Q: Don't you think the Americans have dropped the ball on this? I mean, Obama won't even say he's coming to Copenhagen.
A: I don't think I would say they've dropped the ball. Look, compared to where we were, again I think that's too defeatist. Look where we were a year ago before President Obama was elected. We had President Bush who said American emissions are going to carry on rising to 2025. President Obama is saying that at the very least he will cut emissions by about 15 per cent from their current levels. They've got a bill through their House. They need to get it through the Senate. There is a lot further to go for them.
Q: But that's nowhere near enough is it?
A: They need to do more. I've been urging them to do more, I think it is important that they do more. But again I think there's too much defeatism in your question.
Lord Stern, who has got a very distinguished record on these questions, says actually the world is planning to do a lot for 2020. It needs to go further and part of the search of the next 50 days is to see how together we can do more.
Every country faces compelling constrains in their own countries, whether it's India and its need to develop, the US and where their debate is. What we need to do is overcome these differences and not engage in finger-pointing or defeatism.
Q: Isn't the truth that if you ask people in developed countries what they want, they say as people in Kettering have told the UN in this country, in that little study, that yes we want a deal on climate change, we don't want the world to be flooded, but we don't want to pay for it?

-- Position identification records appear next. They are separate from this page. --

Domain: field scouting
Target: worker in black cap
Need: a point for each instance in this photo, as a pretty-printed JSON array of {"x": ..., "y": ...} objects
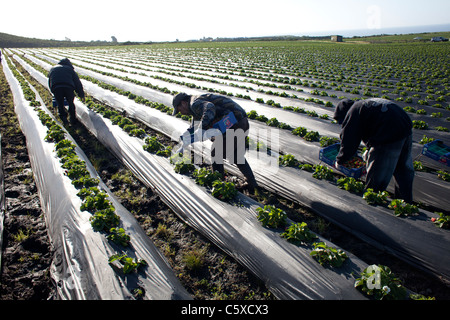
[
  {"x": 63, "y": 81},
  {"x": 211, "y": 111},
  {"x": 386, "y": 130}
]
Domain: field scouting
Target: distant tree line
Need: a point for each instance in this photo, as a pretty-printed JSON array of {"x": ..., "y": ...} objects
[{"x": 11, "y": 41}]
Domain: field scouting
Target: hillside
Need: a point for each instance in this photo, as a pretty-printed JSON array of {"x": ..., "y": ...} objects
[{"x": 12, "y": 41}]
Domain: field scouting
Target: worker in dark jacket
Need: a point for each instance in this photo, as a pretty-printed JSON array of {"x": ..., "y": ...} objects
[
  {"x": 208, "y": 110},
  {"x": 62, "y": 81},
  {"x": 386, "y": 130}
]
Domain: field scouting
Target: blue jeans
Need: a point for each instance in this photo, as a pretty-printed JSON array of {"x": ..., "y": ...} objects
[
  {"x": 393, "y": 159},
  {"x": 61, "y": 93}
]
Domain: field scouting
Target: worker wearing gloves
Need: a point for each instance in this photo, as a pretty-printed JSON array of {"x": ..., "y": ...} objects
[
  {"x": 386, "y": 130},
  {"x": 63, "y": 81},
  {"x": 215, "y": 117}
]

A: Yes, people are worried about the costs of this at the moment. And what do we have to say to them? We have to say to them that there will be absolutely enormous costs if we don't act because what all the studies have shown is that the cost to the world by the middle of this century will be enormous in terms of droughts, floods, extreme weather events, climate refugees if we don't act.
So, I want to keep the cost down but the costs of acting are much less significant than the costs of not acting. And that's the case we've got to make to people and I know it's a case we've got to make more vigorously and we've got to convince people of, but that's, in a way, part of the job of politics is to persuade people of truths that sometimes might seem uncomfortable.
I think it's absolutely necessary for us to act, I think it's good for our economy as well, by the way, because of the potential there are in the green industries of the future, whether it's making wind turbines or in clean coal technology which we're committed to making happen here.
Q: But your argument has to change, doesn't it, for the times. I mean, the Stern argument that you say that if you don't spend money now it will cost you more in the long term was fine perhaps at a time when Britain's economy was booming and people's house prices were going up and you could persuade them to spend money on loft insulation. People are losing their jobs right now, they're terribly insecure. Telling them they are going to have to pay more in their heating bills to pay for climate change in the future doesn't work in the same way does it?
A: Well, look, the truth is that Britain is doing its bit. We're legally committed to cutting our emissions by one third by 2020. We're the only country to have that kind of legally binding system. So we're going to act anyway in my view. Because it is the right thing to do for our economy and for our environment.
Why is it the right thing to do for our economy? Because only if we're to make the low carbon transition early, will we get the benefits in terms of the jobs that can exist. So yes, jobs are top of people's mind at the moment, but actually we'll create more jobs if we act ourselves and if we get an agreement at Copenhagen.
Now we need to persuade the rest of the world of that and that's part of my job this weekend and in the coming days.